Disability termination is an important section due to the fact that you, the physician, are often not involved in the determination process. It is important to see how the hospital or group will determine disability. And it is critical to understand who selects the physicians who will evaluate your condition and determine the disability. Does the hospital or group get to select a physician without your input? If you disagree with the determination, are you allowed recourse by having a second opinion? These issues may seem remote, but if you are facing a disability determination, these issues can make a huge difference on how fairly the process operates.
Non-compete clauses are another subject that deal with termination considerations of a contract. These clauses often restrict the physician’s future employment choices for a set period of time and for a set geographic region. Many courts have held that these provisions cannot be for excessively long periods of time or for an overly broad area where competition simply wouldn’t be the motivating factor. However, courts will uphold these provisions if they are drafted correctly. It is possible to negotiate with a hospital or group to allow you to stay in the geographic area after termination, but that often requires limiting future employment to teaching hospitals or other institutions that the hospital or group wouldn’t view as competition.

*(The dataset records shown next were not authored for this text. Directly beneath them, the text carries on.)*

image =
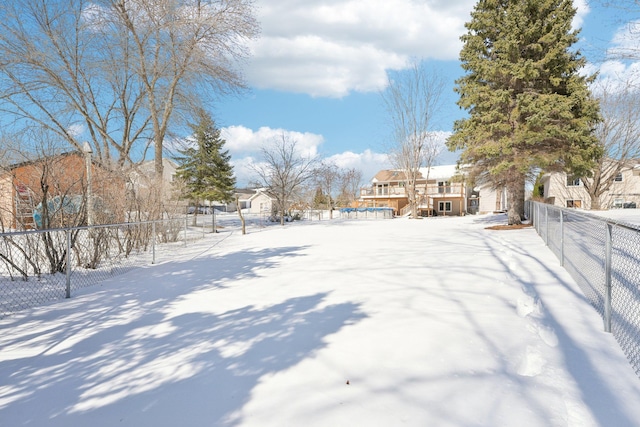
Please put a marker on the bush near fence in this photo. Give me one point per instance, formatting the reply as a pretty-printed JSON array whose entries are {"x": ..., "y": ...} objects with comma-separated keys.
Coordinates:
[{"x": 603, "y": 257}]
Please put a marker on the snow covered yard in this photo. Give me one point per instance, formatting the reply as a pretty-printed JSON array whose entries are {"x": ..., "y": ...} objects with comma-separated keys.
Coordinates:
[{"x": 434, "y": 322}]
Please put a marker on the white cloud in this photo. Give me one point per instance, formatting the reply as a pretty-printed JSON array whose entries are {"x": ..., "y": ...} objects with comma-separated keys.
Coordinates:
[
  {"x": 622, "y": 70},
  {"x": 242, "y": 140},
  {"x": 331, "y": 48},
  {"x": 582, "y": 10},
  {"x": 368, "y": 162},
  {"x": 245, "y": 144}
]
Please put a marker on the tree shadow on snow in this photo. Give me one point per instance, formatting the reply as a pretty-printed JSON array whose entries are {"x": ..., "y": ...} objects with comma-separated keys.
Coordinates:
[{"x": 122, "y": 358}]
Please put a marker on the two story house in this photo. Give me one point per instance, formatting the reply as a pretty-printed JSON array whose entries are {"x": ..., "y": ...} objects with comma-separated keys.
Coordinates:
[
  {"x": 442, "y": 190},
  {"x": 60, "y": 179},
  {"x": 562, "y": 190}
]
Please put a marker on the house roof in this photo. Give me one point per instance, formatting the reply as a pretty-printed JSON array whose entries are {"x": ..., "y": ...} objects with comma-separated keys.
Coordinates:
[
  {"x": 440, "y": 172},
  {"x": 434, "y": 172}
]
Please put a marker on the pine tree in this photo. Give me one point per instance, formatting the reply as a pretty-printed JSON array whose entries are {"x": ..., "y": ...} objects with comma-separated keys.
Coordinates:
[
  {"x": 205, "y": 168},
  {"x": 528, "y": 105}
]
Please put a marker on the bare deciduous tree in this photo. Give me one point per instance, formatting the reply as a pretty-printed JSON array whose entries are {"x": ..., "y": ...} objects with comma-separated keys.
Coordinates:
[
  {"x": 283, "y": 171},
  {"x": 117, "y": 70},
  {"x": 412, "y": 99},
  {"x": 326, "y": 178}
]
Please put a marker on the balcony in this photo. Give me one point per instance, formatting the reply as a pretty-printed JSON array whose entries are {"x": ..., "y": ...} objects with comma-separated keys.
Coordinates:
[{"x": 432, "y": 190}]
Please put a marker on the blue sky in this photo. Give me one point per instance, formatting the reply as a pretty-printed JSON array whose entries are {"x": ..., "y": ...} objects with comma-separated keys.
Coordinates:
[{"x": 317, "y": 70}]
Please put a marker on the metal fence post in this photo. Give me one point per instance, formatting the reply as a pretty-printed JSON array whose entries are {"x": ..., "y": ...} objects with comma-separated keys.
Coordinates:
[
  {"x": 561, "y": 237},
  {"x": 607, "y": 278},
  {"x": 153, "y": 242},
  {"x": 68, "y": 270},
  {"x": 546, "y": 225}
]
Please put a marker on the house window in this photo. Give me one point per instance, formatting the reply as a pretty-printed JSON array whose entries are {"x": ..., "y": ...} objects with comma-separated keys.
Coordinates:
[
  {"x": 444, "y": 206},
  {"x": 572, "y": 181}
]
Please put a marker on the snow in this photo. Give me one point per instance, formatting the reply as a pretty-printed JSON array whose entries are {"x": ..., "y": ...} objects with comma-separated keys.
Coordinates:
[
  {"x": 434, "y": 322},
  {"x": 631, "y": 216}
]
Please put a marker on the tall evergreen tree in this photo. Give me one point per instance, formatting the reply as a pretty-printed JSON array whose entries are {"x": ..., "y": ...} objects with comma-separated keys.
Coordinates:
[
  {"x": 528, "y": 105},
  {"x": 205, "y": 168}
]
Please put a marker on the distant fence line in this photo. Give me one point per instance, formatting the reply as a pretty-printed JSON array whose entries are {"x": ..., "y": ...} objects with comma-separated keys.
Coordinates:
[
  {"x": 603, "y": 257},
  {"x": 39, "y": 266}
]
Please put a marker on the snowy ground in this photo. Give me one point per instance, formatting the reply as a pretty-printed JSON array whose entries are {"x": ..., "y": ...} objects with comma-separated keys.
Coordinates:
[
  {"x": 631, "y": 216},
  {"x": 434, "y": 322}
]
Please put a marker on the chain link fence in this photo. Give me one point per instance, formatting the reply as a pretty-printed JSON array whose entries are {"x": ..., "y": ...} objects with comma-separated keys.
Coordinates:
[
  {"x": 603, "y": 257},
  {"x": 40, "y": 266}
]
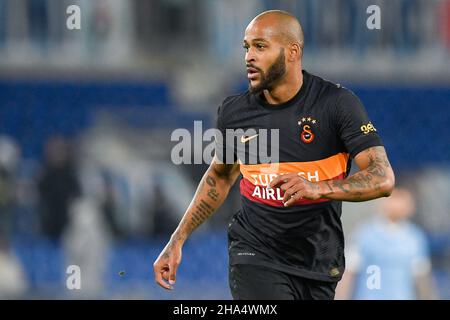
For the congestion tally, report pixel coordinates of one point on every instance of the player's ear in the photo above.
(294, 52)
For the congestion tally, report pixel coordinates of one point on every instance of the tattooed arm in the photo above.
(211, 193)
(374, 180)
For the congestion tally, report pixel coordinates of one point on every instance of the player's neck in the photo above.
(286, 90)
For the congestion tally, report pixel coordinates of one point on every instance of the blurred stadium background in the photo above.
(86, 117)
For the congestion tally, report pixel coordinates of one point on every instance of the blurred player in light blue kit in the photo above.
(396, 248)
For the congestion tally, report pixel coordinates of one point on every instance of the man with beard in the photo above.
(286, 242)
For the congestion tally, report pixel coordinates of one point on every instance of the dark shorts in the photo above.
(252, 282)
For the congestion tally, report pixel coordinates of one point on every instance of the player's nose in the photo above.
(250, 56)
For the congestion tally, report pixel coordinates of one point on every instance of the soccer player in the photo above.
(286, 242)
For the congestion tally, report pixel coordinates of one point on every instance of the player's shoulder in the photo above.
(331, 89)
(233, 102)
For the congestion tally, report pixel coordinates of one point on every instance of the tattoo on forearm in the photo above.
(212, 193)
(202, 212)
(211, 181)
(365, 180)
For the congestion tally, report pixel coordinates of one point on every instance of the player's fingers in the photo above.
(290, 192)
(159, 279)
(281, 179)
(286, 186)
(294, 198)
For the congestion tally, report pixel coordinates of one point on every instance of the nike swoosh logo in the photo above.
(245, 139)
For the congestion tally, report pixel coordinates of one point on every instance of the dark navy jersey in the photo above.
(318, 132)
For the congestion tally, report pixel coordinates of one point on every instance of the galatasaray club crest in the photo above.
(306, 125)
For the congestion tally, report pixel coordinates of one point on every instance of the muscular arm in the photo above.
(211, 193)
(375, 179)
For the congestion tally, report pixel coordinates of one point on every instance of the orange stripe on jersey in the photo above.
(273, 196)
(256, 177)
(324, 169)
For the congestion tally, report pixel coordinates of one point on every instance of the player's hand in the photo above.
(295, 187)
(166, 265)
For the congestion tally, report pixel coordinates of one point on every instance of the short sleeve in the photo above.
(224, 150)
(355, 129)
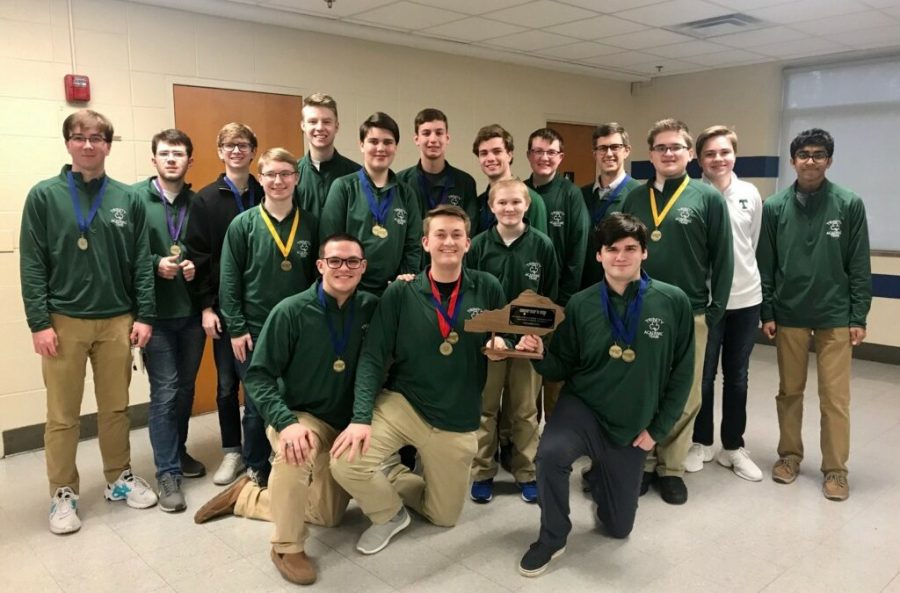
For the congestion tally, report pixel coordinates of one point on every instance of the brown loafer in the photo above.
(222, 503)
(295, 568)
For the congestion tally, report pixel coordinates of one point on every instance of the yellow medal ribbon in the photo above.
(285, 248)
(657, 217)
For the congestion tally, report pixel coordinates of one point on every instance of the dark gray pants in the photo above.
(573, 431)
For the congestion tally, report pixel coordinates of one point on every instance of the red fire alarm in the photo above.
(78, 88)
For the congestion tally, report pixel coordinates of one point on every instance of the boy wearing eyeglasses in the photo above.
(813, 257)
(87, 286)
(213, 209)
(301, 379)
(691, 247)
(268, 255)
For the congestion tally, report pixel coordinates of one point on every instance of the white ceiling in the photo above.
(616, 39)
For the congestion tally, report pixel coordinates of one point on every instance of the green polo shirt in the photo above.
(113, 276)
(696, 252)
(292, 360)
(814, 259)
(405, 336)
(626, 398)
(252, 280)
(347, 211)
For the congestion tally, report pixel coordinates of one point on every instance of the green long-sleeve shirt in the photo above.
(536, 215)
(251, 279)
(174, 298)
(445, 390)
(113, 276)
(814, 259)
(626, 398)
(313, 184)
(292, 361)
(568, 227)
(347, 211)
(529, 262)
(696, 252)
(597, 210)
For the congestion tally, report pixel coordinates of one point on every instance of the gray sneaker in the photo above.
(377, 537)
(171, 499)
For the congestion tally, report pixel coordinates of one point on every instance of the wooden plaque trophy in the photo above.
(528, 313)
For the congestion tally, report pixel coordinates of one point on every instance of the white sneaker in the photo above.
(697, 455)
(64, 512)
(230, 469)
(135, 491)
(739, 461)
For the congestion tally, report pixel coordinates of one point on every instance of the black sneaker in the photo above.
(191, 468)
(537, 558)
(672, 489)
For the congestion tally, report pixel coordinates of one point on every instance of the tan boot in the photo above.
(222, 503)
(295, 568)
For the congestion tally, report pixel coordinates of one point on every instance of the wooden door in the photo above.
(579, 159)
(201, 112)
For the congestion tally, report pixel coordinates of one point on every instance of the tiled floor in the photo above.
(731, 536)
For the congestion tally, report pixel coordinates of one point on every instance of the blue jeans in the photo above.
(256, 444)
(733, 337)
(227, 383)
(172, 357)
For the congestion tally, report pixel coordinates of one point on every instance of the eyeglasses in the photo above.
(241, 147)
(664, 148)
(335, 263)
(820, 156)
(272, 176)
(93, 139)
(604, 148)
(542, 153)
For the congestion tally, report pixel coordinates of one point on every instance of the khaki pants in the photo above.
(519, 407)
(833, 354)
(296, 495)
(438, 495)
(667, 458)
(106, 343)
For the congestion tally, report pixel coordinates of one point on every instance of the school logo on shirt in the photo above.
(654, 328)
(118, 217)
(303, 248)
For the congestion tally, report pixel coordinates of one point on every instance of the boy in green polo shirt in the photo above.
(377, 208)
(626, 353)
(322, 163)
(521, 258)
(268, 255)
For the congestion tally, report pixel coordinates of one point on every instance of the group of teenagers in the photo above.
(337, 294)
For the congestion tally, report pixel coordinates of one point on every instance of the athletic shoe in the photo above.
(230, 469)
(136, 492)
(64, 512)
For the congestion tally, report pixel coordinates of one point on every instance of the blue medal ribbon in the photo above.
(379, 211)
(624, 330)
(339, 343)
(84, 224)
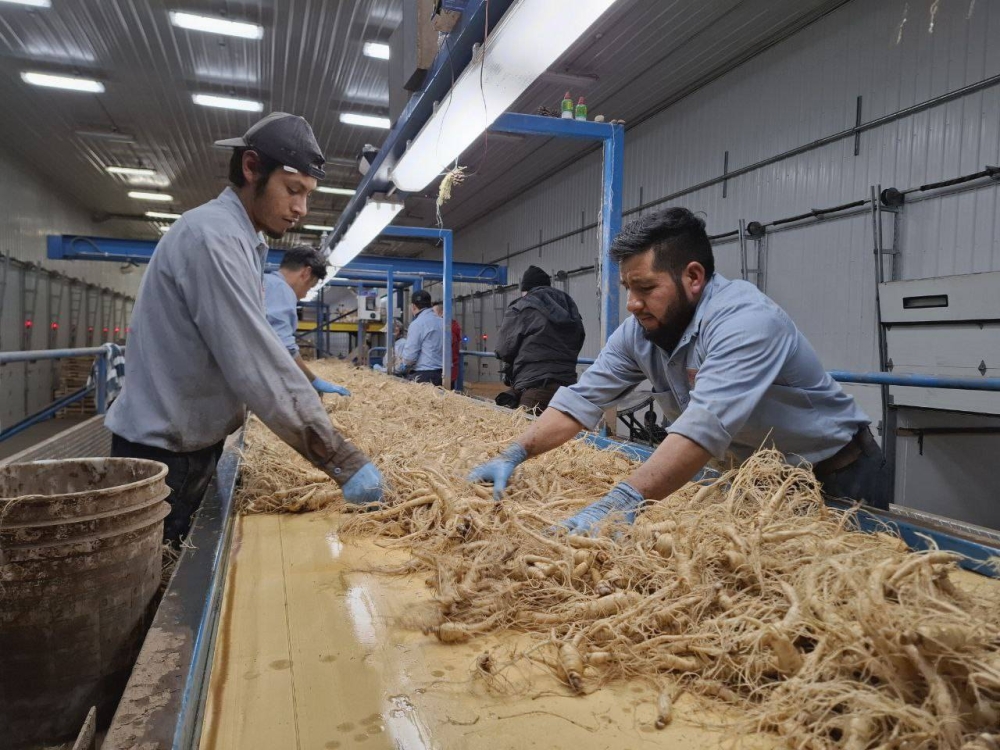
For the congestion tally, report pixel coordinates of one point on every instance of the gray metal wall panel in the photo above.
(32, 210)
(892, 54)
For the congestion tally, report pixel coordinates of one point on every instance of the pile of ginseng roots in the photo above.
(746, 590)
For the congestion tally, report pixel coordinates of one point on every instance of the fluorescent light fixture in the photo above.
(227, 102)
(106, 135)
(369, 223)
(366, 121)
(214, 25)
(335, 191)
(141, 196)
(376, 50)
(63, 82)
(529, 39)
(131, 171)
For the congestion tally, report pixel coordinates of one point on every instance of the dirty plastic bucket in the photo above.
(80, 556)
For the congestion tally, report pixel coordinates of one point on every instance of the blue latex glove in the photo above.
(623, 500)
(498, 470)
(324, 387)
(365, 487)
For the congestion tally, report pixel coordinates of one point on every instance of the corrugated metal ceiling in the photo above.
(310, 61)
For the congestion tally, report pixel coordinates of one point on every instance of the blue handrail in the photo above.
(34, 355)
(873, 378)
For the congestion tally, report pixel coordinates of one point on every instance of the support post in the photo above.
(390, 328)
(611, 224)
(446, 311)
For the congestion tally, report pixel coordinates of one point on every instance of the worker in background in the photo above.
(539, 342)
(201, 349)
(302, 267)
(399, 339)
(729, 367)
(423, 354)
(456, 340)
(398, 343)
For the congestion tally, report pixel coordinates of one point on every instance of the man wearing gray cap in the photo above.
(201, 349)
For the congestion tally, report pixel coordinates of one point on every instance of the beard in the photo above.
(673, 323)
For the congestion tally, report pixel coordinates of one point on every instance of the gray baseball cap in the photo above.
(287, 139)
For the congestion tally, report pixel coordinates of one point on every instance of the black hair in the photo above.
(675, 235)
(421, 299)
(265, 168)
(298, 257)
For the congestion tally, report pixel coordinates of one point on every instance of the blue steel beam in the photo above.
(450, 61)
(556, 127)
(481, 273)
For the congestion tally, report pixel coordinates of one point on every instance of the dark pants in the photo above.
(865, 479)
(188, 475)
(426, 376)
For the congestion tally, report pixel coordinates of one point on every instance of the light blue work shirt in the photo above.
(741, 376)
(281, 303)
(424, 347)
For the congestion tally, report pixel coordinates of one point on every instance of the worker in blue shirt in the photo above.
(302, 267)
(728, 368)
(422, 356)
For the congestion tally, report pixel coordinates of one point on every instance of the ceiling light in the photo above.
(369, 223)
(131, 171)
(216, 25)
(367, 121)
(335, 191)
(227, 102)
(376, 50)
(63, 82)
(141, 196)
(528, 40)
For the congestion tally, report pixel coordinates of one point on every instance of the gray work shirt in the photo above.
(424, 347)
(201, 348)
(282, 313)
(741, 376)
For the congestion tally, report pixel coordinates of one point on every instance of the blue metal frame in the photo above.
(612, 138)
(33, 355)
(917, 381)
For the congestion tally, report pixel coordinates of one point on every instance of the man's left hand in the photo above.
(323, 386)
(623, 501)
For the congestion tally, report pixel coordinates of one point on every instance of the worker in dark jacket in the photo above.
(539, 342)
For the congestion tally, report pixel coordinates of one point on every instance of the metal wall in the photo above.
(893, 54)
(31, 211)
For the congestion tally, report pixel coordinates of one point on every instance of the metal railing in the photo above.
(34, 355)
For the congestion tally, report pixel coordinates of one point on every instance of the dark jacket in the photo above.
(540, 339)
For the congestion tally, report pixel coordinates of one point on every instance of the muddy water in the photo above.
(314, 653)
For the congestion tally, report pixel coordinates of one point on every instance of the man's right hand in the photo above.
(365, 487)
(499, 470)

THE ADVANTAGE OF AN ATTORNEY
While I only discussed two hotspots in this post, you can see how the language in the contract goes beyond stating a simple salary and how the terms of the contract address multiple scenarios. It is prudent to work with a knowledgeable attorney to guide you through the expectations, and potential negotiations, related to a physician employment contract. The knowledge and information your legal professional can bring to the table, can be beneficial in the negotiation stage when crafting a contract that works for you and respects your interests.
NOTE: The content shared in this article should not be considered legal or financial advice.